In contrast with photo-emissive tubes and photoconductive cells, which require a battery for their operation, photo-voltaic cells in themselves act like a battery when they are exposed to light. In one of the common commercial forms, the Weston Photronic cell, a thin film of properly annealed selenium is formed on a thick base of iron. When light passes through the thin layer of selenium and reaches the transition region between the two metals, it causes electrons to move from the iron to the selenium. In the conventional sense, the iron serves as the positive and the selenium serves as the negative terminal of a battery.

Fig. 20 J. Spectral distribution curves of photronic cells A, compared with the response (B and C) of the human eye to different colors. (From E. & N. P.)

Figure 20 J shows the output of this type of cell for different colors of light, all of the same intensity. Photronic cells can send as much as one-quarter of one milliampere through a low resistance load, even when the illumination is quite moderate, and hence can be used to operate fairly rugged meters and relays directly, without the use of vacuum tube amplifiers. Photoemissive cells have a high internal resistance but give only small current changes and require extremely delicate meters or vacuum tube amplifiers. On the other hand, photovoltaic cells have comparatively low internal resistance (500 to 6,000 ohms), and deliver quite large currents into low resistance loads. Photoconductive cells are usually intermediate between the other two cells.

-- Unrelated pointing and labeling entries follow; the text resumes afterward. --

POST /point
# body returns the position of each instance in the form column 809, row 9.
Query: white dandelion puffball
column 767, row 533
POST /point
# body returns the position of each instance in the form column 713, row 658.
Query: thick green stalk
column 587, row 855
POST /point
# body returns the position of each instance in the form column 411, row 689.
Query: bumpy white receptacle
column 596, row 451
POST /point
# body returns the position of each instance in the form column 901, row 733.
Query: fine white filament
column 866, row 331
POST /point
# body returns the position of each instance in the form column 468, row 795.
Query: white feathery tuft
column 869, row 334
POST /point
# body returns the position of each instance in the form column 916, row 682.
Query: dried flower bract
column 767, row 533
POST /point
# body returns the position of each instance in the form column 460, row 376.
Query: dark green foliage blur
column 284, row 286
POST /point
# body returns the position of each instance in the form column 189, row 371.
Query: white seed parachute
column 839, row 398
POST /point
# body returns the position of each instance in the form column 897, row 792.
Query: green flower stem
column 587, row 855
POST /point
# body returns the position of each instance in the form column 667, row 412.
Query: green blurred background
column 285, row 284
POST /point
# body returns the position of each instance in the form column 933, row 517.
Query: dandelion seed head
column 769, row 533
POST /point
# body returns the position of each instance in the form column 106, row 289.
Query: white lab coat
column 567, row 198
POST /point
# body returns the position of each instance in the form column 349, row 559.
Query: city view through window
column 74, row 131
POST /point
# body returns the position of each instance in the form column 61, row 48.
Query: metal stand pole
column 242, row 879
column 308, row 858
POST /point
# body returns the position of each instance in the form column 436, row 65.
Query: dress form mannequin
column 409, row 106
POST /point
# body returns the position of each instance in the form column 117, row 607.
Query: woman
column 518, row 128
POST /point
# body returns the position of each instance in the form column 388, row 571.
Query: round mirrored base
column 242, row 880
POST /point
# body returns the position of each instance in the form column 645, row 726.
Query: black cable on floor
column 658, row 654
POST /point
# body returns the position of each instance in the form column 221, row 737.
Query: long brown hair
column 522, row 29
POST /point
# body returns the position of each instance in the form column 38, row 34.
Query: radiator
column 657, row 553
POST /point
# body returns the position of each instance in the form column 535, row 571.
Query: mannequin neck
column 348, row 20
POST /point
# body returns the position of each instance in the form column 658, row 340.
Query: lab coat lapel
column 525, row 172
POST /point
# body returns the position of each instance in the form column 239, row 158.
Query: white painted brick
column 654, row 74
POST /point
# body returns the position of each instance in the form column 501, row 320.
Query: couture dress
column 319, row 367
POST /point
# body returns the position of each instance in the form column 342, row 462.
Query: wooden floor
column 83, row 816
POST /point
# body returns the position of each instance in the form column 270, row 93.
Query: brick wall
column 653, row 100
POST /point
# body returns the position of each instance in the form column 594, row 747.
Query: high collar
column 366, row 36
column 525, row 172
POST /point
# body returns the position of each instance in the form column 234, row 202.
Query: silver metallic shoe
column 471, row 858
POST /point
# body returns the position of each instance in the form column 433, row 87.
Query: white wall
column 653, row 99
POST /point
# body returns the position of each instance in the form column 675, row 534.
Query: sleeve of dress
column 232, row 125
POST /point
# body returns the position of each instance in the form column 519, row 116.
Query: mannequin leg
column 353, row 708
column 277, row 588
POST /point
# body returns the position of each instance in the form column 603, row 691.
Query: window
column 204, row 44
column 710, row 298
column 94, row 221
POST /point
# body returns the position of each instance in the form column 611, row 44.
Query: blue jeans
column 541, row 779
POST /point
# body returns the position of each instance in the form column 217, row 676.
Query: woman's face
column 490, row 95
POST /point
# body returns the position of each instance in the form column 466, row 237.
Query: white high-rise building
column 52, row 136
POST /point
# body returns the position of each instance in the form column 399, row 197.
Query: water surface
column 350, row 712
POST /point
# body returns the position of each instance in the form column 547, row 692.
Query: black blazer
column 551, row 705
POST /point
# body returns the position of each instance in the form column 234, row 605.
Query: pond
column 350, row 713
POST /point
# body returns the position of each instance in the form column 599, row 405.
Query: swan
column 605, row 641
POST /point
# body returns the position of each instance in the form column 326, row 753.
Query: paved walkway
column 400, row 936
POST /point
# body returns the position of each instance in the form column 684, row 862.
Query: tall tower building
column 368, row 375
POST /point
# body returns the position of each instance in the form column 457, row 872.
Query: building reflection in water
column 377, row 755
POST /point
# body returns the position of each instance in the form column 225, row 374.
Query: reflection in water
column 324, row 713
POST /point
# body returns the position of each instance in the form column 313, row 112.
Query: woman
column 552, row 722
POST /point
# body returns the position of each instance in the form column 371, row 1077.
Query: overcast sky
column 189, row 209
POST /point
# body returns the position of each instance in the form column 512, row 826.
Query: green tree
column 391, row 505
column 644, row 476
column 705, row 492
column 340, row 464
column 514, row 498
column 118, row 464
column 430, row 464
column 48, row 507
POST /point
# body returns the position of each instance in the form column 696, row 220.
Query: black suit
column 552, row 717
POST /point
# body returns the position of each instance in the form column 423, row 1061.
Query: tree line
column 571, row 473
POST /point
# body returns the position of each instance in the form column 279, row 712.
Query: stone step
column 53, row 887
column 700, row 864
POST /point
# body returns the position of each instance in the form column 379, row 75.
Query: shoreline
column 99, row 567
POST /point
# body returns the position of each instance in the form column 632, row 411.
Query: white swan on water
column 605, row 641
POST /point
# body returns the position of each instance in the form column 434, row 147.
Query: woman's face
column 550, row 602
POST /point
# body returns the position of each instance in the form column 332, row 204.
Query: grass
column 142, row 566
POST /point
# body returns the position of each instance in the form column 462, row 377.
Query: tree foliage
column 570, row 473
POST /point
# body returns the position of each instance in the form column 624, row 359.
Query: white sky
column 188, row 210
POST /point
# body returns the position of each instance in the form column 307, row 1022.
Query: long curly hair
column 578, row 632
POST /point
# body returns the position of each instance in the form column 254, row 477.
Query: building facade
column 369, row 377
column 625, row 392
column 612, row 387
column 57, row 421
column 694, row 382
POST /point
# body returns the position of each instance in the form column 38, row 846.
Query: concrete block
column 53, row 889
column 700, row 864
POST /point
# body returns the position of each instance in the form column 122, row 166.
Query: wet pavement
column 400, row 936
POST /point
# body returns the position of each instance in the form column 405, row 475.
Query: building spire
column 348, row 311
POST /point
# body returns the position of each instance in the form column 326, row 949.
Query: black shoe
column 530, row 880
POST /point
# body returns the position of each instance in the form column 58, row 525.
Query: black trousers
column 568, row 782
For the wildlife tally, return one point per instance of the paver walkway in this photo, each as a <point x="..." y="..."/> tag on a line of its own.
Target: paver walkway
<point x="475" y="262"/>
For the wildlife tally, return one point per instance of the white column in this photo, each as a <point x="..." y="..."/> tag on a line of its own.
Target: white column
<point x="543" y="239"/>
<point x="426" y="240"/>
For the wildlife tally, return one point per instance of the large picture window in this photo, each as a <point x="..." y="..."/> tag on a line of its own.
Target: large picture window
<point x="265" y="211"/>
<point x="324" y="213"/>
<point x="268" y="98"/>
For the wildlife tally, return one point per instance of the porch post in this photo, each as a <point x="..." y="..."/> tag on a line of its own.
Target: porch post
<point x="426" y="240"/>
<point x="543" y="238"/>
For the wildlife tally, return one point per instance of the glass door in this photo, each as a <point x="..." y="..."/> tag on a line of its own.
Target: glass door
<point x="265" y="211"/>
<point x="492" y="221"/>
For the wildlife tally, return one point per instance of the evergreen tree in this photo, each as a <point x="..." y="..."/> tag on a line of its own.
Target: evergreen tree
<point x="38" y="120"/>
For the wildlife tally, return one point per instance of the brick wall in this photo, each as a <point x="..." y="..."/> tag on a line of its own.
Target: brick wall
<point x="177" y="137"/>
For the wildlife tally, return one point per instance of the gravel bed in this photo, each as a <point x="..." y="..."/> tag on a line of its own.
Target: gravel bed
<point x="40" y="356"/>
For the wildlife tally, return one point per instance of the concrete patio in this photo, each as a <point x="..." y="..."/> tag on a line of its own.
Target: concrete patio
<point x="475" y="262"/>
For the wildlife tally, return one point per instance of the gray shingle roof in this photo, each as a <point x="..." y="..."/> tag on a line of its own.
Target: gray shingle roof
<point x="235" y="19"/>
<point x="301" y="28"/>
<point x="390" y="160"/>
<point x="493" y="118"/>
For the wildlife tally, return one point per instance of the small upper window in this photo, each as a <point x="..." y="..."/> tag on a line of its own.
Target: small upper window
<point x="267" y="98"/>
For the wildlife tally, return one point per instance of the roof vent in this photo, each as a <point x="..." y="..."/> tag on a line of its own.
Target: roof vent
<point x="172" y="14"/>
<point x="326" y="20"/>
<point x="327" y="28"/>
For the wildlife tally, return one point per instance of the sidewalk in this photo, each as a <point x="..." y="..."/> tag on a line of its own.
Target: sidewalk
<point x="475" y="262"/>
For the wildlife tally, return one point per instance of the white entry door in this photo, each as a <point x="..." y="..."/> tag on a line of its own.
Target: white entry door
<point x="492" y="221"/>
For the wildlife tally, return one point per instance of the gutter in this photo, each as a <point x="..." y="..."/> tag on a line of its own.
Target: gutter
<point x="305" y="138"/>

If the external resistance or load of a photovoltaic cell is sufficiently low, say less than 100 ohms, the output currents are found to be directly proportional to the intensity of the incident light. But when the external resistance is greater than a few hundred ohms, and especially when the light is very bright, the output current falls short of the value it might be expected to have. This is due to a leakage of current in the cell itself. If the light is alternately turned on and off at increasing frequencies, the current is increasingly lost in the cell itself, due to its so-called internal capacity. The output becomes negligible at a few thousand cycles per second. Hence this type of cell cannot be used in " talkies."